DEV Community 👩‍💻👨‍💻

Cover image for Implement Azure IoT Photo Booth
krish
krish

Posted on

Implement Azure IoT Photo Booth

Summary

This is a quick proof of concept using various Azure AI services that allows the users to take the pictures at the photo booth without any human interaction using the power of Artificial Intelligence. This project builds on the basic features already installed in the Vision AI DevKit getting started Module, Custom Build Capture Module Container. Using the default ML model for object detection, this project takes a screenshot when one or more people are detected in frame. It send these data to cloud (using IoTHub). Data is processed using Azure Stream Analytics, while the most important part is, that the processing consist also from Cloudinary API, thanks to which we are able to transform pictures real-time, Twilio to send the pictures as a Text message and Azure SignalR service to display the pictures on TV, when the person is identified. Solution is proactively sending notifications after there is a new person in the photo booth area, to TV and mobile device. For further details see architecture of solution below:

Solution Architecture

Probably the quickest way how to give you overview of all the services used within this solution is to share the architecture diagram, so here it is:

Solution Architecture

Software's, Hardware and Services Used

  • Vision AI DevKit Camera
  • Azure IoT Edge
  • IoT Hub
  • Azure Storage
  • Azure Functions
  • Azure SignalR
  • Twilio
  • Cloudinary
  • C#
  • Node.js

Implementation

As stated this solution provides capability to capture people in Photo booth area and is also capable to transform collected information. It is aiming on scenarios, when you want to take a selfie at the selfie station.

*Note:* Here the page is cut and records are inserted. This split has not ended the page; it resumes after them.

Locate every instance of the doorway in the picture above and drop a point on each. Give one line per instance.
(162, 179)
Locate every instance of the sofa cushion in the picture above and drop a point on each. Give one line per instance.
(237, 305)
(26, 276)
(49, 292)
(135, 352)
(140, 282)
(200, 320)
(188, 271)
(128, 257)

There are two important parts to the solution. First is intelligent device - Vision AI DevKit deployed "on the edge". This camera is capable of hardware acceleration of AI models and it runs Azure IoT Edge. It is capable of detecting persons, capturing photos and uploading them to Azure for further processing (face identification).

Second part to the solution is basically solution backend and presentation layer responsible for image/data processing, transforming and communicating.

Now let's walk thru the solution details, from video stream processing to entries data presentation layer.

Photos capturing

Photo capture happens of course on the edge - on the Vision AI Dev Kit Camera. In order to make solution efficient, it was needed to find a way how to run face identification in the cloud only for pictures containing persons. To achieve that, there are three modules deployed to DevKit, namely AI Vision Dev Kit Get Started Module with default custom vision model, Azure Stream analytics module - and Capture module. The whole capture process works the following way:

  1. AI Vision Dev Kit Get Started Module continuously processes captured video and detects objects in the captured video stream. In case object is detected it sends telemetry message into edge hub. Every message originating from this module is routed to stream analytics module.
  2. Azure Stream Analytics module named ASAEdgeFilter reads the messages and filters out every message which does not contain label with value Person. Moreover, it picks up only first message in every 10 second window. This is simple logic to achieve to not to capture multiple pictures of the same entrant, but in case of production scenario it should be changed, to comply with specifics of the scenario. Messages selected by ASA Edge Filter module are directed to Capture Module. ASA Job is defined as follows:
SELECT
    label, confidence, System.TimeStamp as timestamp
INTO
    Output
FROM
    Input
WHERE
  ( IsFirst(second, 10) OVER (When label = 'person' AND confidence >= 60) = 1)

You can find the whole ASAEdgeFilter project in the VisionDevKitModules folder in the Azure DevOps repository.

Capture module is initialized by any incoming message to it's input. It connects to mpeg stream provided by AI Vision Dev Kit Get Started Module and using ffmpeg library it creates photo captures and uploads them to Azure Storage container. You can find detailed documentation and Capture module code in the Azure DevOps repository.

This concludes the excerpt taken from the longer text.